第四話 浮気心
失恋した弘美を慰める矢崎。果たして、これからの二人の関係は・・・
「ひ・ろ・み・ちゃ・ん・・・残念だったね。」
ビールのジョッキを持ちながら、矢沢は、弘美の隣の席から向かい側の席に移動しながら、そっと声をかけた。
「ほんとね、あーあ・・。つかれる〜。」
「でもさ、高田は弘美には似合わないよ、全然。」
「そうかもね・・彼女がいたんじゃ仕方ないよね。私としたことが、何やってんだろね、全く。」
「あはは!今までの弘美の恋は、大体うまくいってたかもな。」
「そうよ、そうなのよ、でも今回は大失敗だわ。」
「でもさ、よかったよ、高田に彼女がいるって、もっと後で知ったら、結構ショック大きいと思うし。あいつ、ああ見えて結構正直でいいやつだったな。」
「あら、そうかな、何だか私、高田君の意外な面を見ちゃった気がするな。」
「ま、そうともいえるか。さ、飲みなおそう。
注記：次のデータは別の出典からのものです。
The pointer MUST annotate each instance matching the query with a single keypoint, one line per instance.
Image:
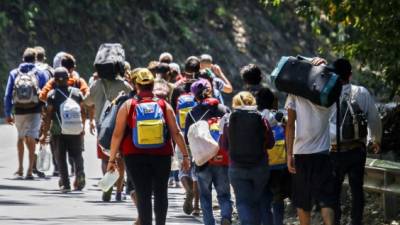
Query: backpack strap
(338, 134)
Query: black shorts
(313, 182)
(279, 184)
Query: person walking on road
(350, 158)
(144, 130)
(22, 96)
(308, 143)
(65, 114)
(248, 169)
(215, 171)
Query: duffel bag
(298, 76)
(109, 61)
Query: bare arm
(290, 131)
(46, 123)
(91, 110)
(83, 116)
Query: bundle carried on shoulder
(107, 120)
(109, 61)
(202, 143)
(298, 76)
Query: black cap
(60, 73)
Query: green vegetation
(366, 31)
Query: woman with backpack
(247, 135)
(144, 129)
(215, 171)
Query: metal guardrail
(382, 176)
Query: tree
(366, 31)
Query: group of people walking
(265, 154)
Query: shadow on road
(11, 203)
(20, 188)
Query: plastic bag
(43, 160)
(108, 180)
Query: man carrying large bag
(109, 65)
(312, 90)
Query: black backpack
(107, 120)
(353, 121)
(246, 138)
(109, 62)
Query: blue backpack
(149, 129)
(184, 105)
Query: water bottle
(43, 160)
(108, 180)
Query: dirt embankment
(233, 32)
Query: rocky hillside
(234, 32)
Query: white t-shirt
(312, 126)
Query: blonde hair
(133, 74)
(243, 98)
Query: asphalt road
(40, 202)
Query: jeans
(218, 176)
(352, 163)
(174, 175)
(150, 175)
(73, 145)
(272, 211)
(248, 185)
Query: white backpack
(26, 90)
(71, 117)
(202, 145)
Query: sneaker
(225, 221)
(119, 197)
(65, 189)
(106, 197)
(188, 203)
(18, 175)
(29, 177)
(38, 173)
(79, 182)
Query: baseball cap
(198, 87)
(175, 67)
(144, 76)
(60, 73)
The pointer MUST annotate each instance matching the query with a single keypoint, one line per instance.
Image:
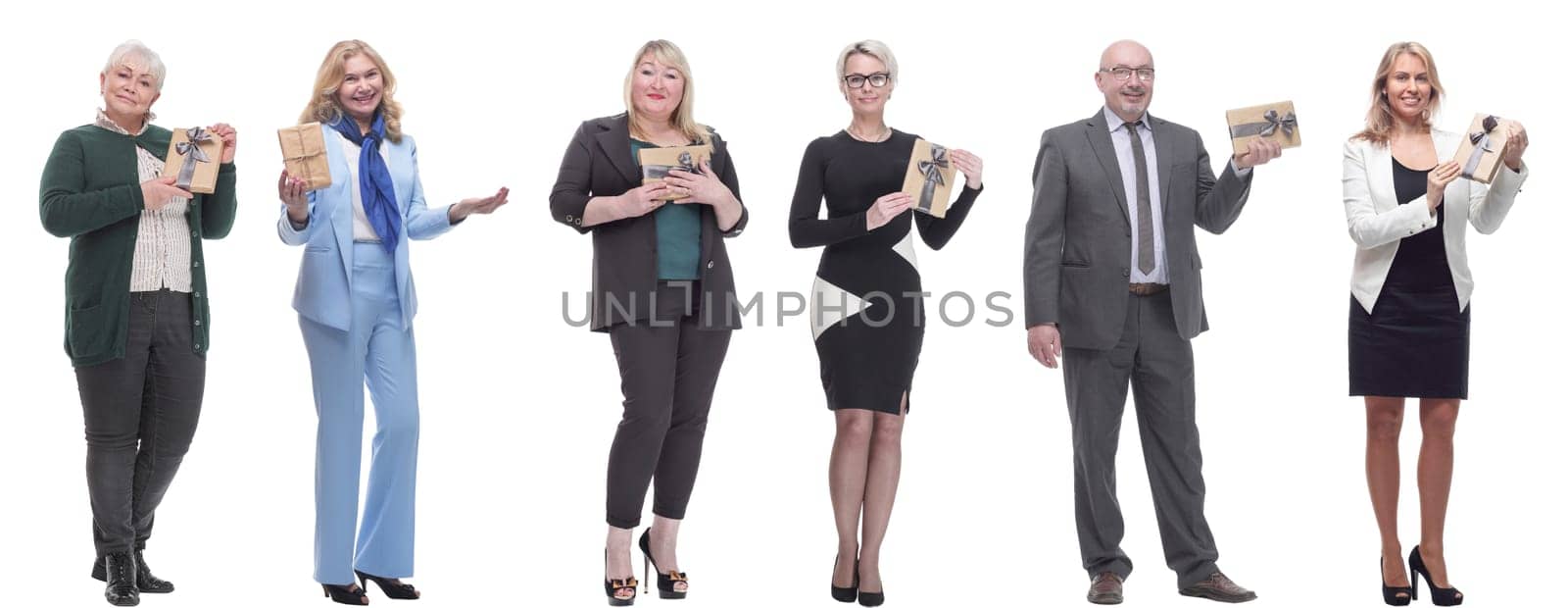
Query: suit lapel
(1164, 157)
(615, 144)
(1098, 133)
(1380, 178)
(342, 217)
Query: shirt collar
(106, 123)
(1113, 123)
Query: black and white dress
(866, 315)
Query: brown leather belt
(1147, 288)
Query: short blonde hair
(874, 49)
(323, 101)
(125, 54)
(666, 54)
(1380, 117)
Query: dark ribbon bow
(1275, 123)
(193, 154)
(933, 176)
(1482, 143)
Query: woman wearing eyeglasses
(1407, 207)
(867, 315)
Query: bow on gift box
(933, 175)
(193, 154)
(1272, 123)
(1482, 143)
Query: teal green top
(679, 233)
(91, 193)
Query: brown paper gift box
(1275, 120)
(929, 178)
(1481, 148)
(204, 155)
(659, 160)
(305, 154)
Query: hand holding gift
(290, 190)
(1513, 154)
(969, 165)
(697, 186)
(1259, 133)
(227, 136)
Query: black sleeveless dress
(1416, 340)
(866, 314)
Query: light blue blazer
(328, 237)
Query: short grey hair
(130, 50)
(874, 49)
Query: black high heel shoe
(1392, 596)
(666, 582)
(1440, 596)
(613, 586)
(847, 594)
(391, 588)
(867, 599)
(345, 594)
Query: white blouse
(164, 237)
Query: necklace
(880, 136)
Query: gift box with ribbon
(193, 160)
(929, 178)
(1269, 121)
(658, 162)
(305, 154)
(1481, 149)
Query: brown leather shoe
(1220, 588)
(1105, 588)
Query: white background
(519, 408)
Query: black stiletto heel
(345, 594)
(391, 588)
(666, 582)
(612, 586)
(1440, 596)
(847, 594)
(1392, 596)
(867, 599)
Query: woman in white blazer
(1407, 207)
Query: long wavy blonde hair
(323, 102)
(1380, 117)
(666, 54)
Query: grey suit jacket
(1078, 240)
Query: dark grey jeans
(668, 372)
(140, 416)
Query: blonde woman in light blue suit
(357, 307)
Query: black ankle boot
(120, 571)
(145, 581)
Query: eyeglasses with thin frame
(1145, 74)
(857, 80)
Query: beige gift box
(1482, 148)
(658, 162)
(193, 165)
(929, 178)
(1269, 121)
(305, 154)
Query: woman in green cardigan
(135, 306)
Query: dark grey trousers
(140, 414)
(1157, 362)
(668, 372)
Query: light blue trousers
(378, 353)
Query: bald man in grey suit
(1112, 287)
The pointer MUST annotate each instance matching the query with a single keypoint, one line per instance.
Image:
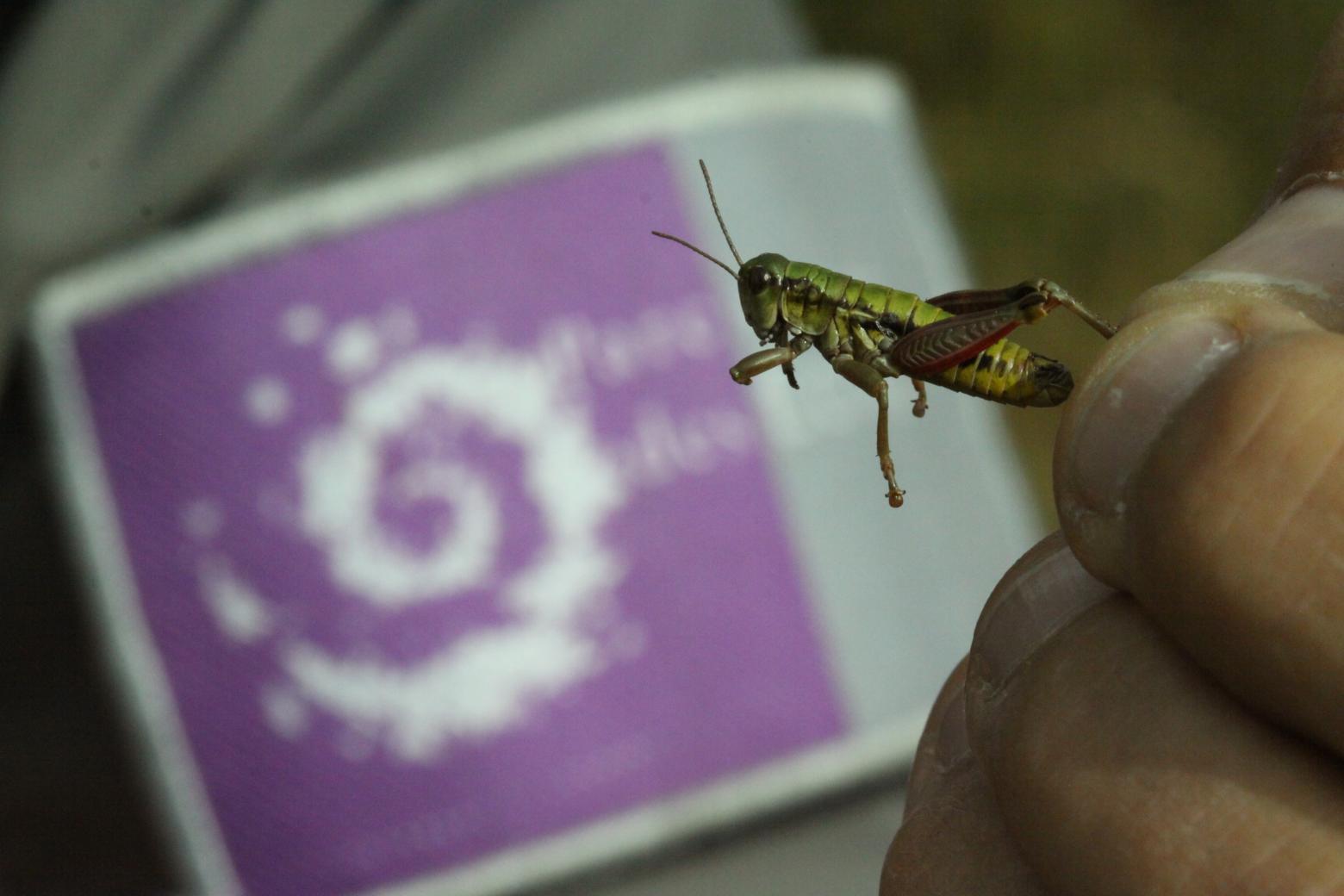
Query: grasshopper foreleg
(761, 362)
(871, 382)
(921, 403)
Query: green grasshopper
(870, 332)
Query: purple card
(451, 532)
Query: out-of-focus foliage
(1106, 144)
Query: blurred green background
(1106, 146)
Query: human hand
(1190, 737)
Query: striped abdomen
(1003, 372)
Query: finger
(953, 838)
(1199, 469)
(1120, 768)
(940, 750)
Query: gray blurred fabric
(122, 118)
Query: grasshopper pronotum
(870, 332)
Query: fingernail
(1291, 252)
(1039, 595)
(1132, 401)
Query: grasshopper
(871, 332)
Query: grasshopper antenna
(717, 214)
(696, 250)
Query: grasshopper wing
(936, 347)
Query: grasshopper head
(760, 289)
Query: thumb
(1200, 468)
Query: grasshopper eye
(758, 278)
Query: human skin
(1154, 701)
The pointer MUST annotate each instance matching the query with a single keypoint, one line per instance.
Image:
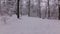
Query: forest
(49, 9)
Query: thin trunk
(18, 8)
(48, 10)
(29, 8)
(39, 9)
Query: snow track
(30, 25)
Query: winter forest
(29, 16)
(48, 9)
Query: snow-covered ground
(29, 25)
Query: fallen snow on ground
(30, 25)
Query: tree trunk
(29, 8)
(48, 10)
(18, 8)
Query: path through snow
(30, 25)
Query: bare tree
(29, 8)
(18, 8)
(48, 9)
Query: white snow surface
(29, 25)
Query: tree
(18, 8)
(29, 8)
(48, 10)
(39, 9)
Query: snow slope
(30, 25)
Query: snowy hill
(30, 25)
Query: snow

」
弘美は矢崎の優しさが嬉しかった。
「ありがとう、矢崎さん。」
「何の何の。ま、元気出してよね。」
「そうね。ほんと、瑤子は幸せね、矢崎さんみたいな恋人がいて。」
「いや、どうかな、それは。」
「え?」
瞬間に矢沢の顔が曇ったように見えた。でも、弘美はその先、声をかけづらかった。瑤子とのことには触れてはいけないような、そんな気がした。
弘美が見事に失恋したその夜、結構ショックだった彼女の心を、矢崎の存在が慰めてくれた。
「送っていくよ。」
「はい、お願いします。」
そう言いながら弘美は、矢崎の右腕に自分の左腕をかけると、ふふっと笑った。矢崎は一瞬ドキッとしたが、でも、ただのおふざけだとすぐに思い直して言った。
「しょうがないな、弘美ちゃん。今日のところは、付き合ってあげよう。」
弘美は、嬉しそうに笑った。
「今日は矢崎さんを借りますよ、瑤子さ〜ん。」
空に向かって弘美が叫んだ。矢崎は、そんな弘美をかわいいと思った。
夜風が、酔った二人には心地よかった。
「じゃ、この辺で。今日はありがとう。」
「大丈夫?帰れる?」
「大丈夫大丈夫。ここまで送ってくれたら、もう帰れるから。」
「そうか、じゃ、またね。」
「うん、ありがとうね。」
そう言うと弘美は、大通りをひとり歩いて帰って行った。この先の角を曲がると、弘美の住むアパートがある。その後姿を見送りながら、矢崎は、右腕に残った弘美のぬくもりを感じていた。時計を見ると、10時を回っていた。
手を上げてタクシーを停めると、矢崎もひとり、自宅のマンションに向かった。弘美のぬくもりを感じる・・そんな自分の浮気心に気づき、矢崎は少し自己嫌悪に陥っていた。